Apartment sales worth $150 billion last year

by MPA04 Feb 2016
With sales volume amounting to $150 billion, 2015 proved to be a landmark year for foreign investments in apartment buildings scattered across major U.S. cities, according to the Association of Foreign Investors in Real Estate (AFIRE).
Supporting AFIRE’s observations were figures from leading research firm Real Capital Analytics (RCA), which showed that the amount of international capital moving through U.S. markets last year rose by around 180 percent compared to 2014.
The development came on the heels of AFIRE’s recent annual survey on its members, which uncovered that New York City has become the leading choice for foreign investors worldwide because of the reliability and stability offered by the U.S. economy.

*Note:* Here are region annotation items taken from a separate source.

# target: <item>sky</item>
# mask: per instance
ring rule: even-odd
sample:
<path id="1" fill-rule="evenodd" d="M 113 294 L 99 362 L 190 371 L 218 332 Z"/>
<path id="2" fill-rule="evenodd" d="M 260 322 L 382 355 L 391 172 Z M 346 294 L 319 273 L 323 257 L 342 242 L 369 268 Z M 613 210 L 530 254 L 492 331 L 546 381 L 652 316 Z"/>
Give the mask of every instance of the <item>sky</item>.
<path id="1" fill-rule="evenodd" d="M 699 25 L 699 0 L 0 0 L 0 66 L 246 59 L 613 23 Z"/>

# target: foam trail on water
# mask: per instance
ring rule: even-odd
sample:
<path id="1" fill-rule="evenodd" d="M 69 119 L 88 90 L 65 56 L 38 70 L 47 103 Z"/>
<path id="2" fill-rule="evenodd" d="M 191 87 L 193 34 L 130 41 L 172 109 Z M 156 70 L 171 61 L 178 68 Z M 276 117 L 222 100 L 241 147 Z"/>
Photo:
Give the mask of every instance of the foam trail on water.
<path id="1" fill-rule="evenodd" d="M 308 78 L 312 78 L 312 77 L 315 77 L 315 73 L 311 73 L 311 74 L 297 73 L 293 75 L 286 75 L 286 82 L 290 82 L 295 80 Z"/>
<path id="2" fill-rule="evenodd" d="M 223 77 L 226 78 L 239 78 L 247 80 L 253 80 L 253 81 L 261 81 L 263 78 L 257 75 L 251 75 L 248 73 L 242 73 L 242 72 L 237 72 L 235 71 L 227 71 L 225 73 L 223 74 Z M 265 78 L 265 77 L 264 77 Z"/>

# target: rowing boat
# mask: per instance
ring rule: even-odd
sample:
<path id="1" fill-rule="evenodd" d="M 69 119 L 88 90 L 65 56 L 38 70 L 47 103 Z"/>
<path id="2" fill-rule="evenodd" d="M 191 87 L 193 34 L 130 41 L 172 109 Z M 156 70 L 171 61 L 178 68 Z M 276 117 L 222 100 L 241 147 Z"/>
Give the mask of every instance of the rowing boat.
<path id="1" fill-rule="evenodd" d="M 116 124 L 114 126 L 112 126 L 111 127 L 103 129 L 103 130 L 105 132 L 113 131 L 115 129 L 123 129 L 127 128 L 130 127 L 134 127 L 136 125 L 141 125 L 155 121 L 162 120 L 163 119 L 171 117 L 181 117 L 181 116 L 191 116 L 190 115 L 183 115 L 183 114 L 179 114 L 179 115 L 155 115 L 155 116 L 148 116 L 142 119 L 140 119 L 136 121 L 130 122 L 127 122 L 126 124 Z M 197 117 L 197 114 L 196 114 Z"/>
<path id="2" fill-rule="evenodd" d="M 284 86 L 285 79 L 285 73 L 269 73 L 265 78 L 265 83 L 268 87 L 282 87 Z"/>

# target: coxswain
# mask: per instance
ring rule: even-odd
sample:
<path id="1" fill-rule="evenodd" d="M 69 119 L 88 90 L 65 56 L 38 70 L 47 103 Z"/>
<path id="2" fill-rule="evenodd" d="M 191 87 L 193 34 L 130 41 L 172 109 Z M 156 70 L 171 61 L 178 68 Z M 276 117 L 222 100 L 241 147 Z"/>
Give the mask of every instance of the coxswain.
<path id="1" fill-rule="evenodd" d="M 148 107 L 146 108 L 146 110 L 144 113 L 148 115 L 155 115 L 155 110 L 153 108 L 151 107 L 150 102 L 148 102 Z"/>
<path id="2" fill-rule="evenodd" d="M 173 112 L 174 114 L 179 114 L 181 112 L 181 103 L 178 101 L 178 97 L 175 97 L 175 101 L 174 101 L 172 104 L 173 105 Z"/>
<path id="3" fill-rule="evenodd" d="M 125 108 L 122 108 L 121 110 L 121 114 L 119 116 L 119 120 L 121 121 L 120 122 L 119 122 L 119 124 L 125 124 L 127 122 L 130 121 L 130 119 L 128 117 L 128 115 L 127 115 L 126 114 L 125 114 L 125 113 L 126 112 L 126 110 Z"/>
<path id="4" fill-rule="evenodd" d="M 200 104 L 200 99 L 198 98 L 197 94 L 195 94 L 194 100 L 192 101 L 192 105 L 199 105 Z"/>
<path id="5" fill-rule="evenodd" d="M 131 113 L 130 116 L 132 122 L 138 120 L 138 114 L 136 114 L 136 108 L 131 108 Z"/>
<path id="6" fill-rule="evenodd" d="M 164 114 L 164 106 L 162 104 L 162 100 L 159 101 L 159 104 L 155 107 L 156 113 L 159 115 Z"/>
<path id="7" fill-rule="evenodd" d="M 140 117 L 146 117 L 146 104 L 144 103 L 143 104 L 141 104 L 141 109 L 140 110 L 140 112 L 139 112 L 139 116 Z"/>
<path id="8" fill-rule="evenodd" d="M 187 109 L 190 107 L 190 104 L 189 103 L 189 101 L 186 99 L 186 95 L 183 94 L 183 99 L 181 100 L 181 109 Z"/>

“The investment opportunity is the United States, itself,” AFIRE chief executive James A. Fetgatter told National Real Estate Investor.
“The real estate fundamentals are sound; the economy continues to remain strong; there are opportunities across all sectors of the real estate spectrum and in both gateway and secondary cities,” Fetgatter added.
Among the foreign investors participating in the U.S. property market, Canadians were the most active with over $10 billion spent on apartments last year. In addition, Canadians not only transacted in large sums; they also purchased more frequently compared to their peers.
“It takes more than one big deal. It is a lot of small transactions,” RCA senior vice president Jim Costello said.
U.K. and Middle Eastern investors also had strong showings last year, with (respectively) around $2 billion and $1.6 billion in U.S. apartment outlays.